Masters level Courses  (BIST 500 – 595, BIST 817 – 818 & BIST 900 – 918)

Ph.D. level Courses  (BIST 610 – 665)

For more information, check the official Georgetown University – Schedule of Classes & Course Catalog.

Masters Level Courses (BIST 500 – 595, BIST 817 – 818 & BIST 900 – 918)

BIST 500: Department Seminar (0 credit)
Semesters Offered: Fall & Spring
Faculty: Korostyshevskiy, Valeriy
Description: The Department of Biostatistics, Bioinformatics and Biomathematics invites experts to Georgetown University to make presentations on topics of interest in the fields of biostatistics, epidemiology or computational biology. Speakers may discuss recently completed or early-stage research that they have taken on or describe other types of qualified activity. Topics often align with research directions within the Department, but also may correspond to areas of interest to the Lombardi Comprehensive Cancer Center and the Department of Biostatistics, Bioinformatics and Biomathematics. Essential to uniting the purpose of the Bio3 Seminar Series is a diversity of topics throughout each semester.

BIST 501: Introduction to Biostatistics: Experimental Design and Analysis (3 credits)
Semesters Offered: NOT available for 2019-2020
Faculty: Dragomir, Anca
Description: This course is designed for introductory biostatistical theory and application for students pursuing a master’s degree in fields outside of the Department of Biostatistics, Bioinformatics, and Biomathematics.  Students first learn the four pillars of exploring and displaying data appropriately, exploring relationships between two variables, issues of gathering sample data, and understanding randomness and probability.  On these pillars, students then can develop the platform for statistical inference including proportions and means, multiple regression, and ANOVA.

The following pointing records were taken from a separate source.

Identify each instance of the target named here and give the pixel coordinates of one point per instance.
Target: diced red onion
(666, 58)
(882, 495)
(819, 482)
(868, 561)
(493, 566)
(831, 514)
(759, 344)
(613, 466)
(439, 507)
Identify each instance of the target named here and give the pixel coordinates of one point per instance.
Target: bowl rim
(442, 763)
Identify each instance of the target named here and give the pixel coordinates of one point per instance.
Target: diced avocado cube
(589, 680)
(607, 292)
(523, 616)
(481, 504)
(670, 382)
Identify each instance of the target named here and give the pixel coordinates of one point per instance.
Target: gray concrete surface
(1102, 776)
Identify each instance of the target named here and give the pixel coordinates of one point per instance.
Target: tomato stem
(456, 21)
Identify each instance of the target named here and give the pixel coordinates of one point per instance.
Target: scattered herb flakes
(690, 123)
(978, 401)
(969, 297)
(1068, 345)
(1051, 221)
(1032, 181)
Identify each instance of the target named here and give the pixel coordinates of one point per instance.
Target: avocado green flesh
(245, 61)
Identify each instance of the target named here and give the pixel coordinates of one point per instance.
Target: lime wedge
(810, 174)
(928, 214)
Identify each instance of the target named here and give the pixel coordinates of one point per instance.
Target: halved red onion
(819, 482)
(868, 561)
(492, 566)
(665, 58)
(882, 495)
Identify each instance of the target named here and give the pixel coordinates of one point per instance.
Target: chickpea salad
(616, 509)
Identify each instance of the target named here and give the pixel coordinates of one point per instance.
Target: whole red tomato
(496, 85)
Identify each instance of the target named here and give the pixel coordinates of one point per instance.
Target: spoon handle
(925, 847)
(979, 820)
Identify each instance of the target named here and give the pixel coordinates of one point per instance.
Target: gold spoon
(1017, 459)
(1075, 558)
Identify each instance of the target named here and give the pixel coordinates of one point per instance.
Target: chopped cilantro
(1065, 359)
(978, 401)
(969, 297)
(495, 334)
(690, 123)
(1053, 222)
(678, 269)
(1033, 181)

BIST 505: Epidemiology & Public Health (3 credits)
Semesters Offered: Spring
Faculty: Loffredo, Chris & Dash, Chiranjeev
Description: Epidemiology is the scientific discipline of public health. It therefore plays a central role in the identification, characterization, and control of risk factors for human diseases. The course will begin with an overview of the history of epidemiology, followed by consideration of chronic and acute disease rates by time, place, and person, and how the major types of epidemiological study designs (cross-sectional, case-control, cohort, and randomized trials) address these public health concerns. The course will provide information on the basic methods of analysis associated with the study design, with an emphasis on critically reading and evaluating the epidemiological literature. Special topics, such as screening studies, cancer epidemiology and prevention, and infectious diseases will also be introduced. This course includes lectures and discussion sessions.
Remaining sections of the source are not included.